What do you think it will be like, someday, to stand in the presence of the Infinite One and realize that He knows everything about us—and I do mean everything? Even if we are among the saved, will we be comfortable to spend eternity with Someone who knows us so well? Our answer to these questions depends on the kind of person we believe our God to be. In this chapter we will again consider the most convincing evidence that God is not the kind of person His enemies have made Him out to be; arbitrary, vengeful, unforgiving, and severe. The evidence of how He treats His erring and troubled children points to a God who is infinitely powerful, but equally gracious.
One day we all will stand before God, whether we are saved or lost. Forbid the thought, but if anyone should die before finishing this chapter, the next moment of consciousness for that person would be face to face with God. The Bible states this clearly in many places; this is one of the most vivid:
Then I saw a great white throne and Him who sat upon it. . . . And I saw the dead, great and small, standing before the throne, and books were opened. . . . And the dead were judged by what was written in the books, by what they had done (Rev 20:11-12, RSV).
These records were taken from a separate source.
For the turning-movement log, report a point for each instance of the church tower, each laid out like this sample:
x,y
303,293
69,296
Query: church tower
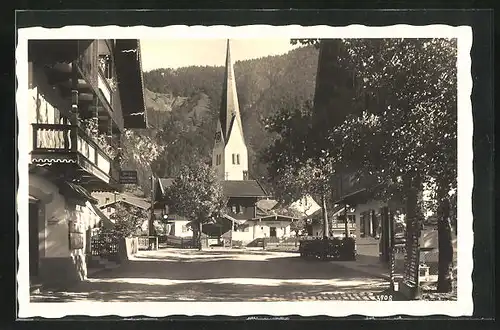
x,y
230,154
Even if we are among the saved, will it be comfortable to spend eternity with Someone who knows us so well? Even though we have been forgiven, we all have been sinners. Paul is very clear about this in Romans 3: “There is not even one who is righteous. . . . For all have sinned, and all fall short of God’s glorious ideal” (Rom 3:10, 23, TCNT). So even though we are saved and forgiven, will God haunt us with the memory of our sinful past? As I’ve already mentioned, the answer depends upon the kind of person we believe our God to be. All through Scripture God has spoken to this question, not in claims and promises alone, but with evidence and with demonstration. And surely the most convincing demonstration was provided by the way Jesus treated even the worst of sinners.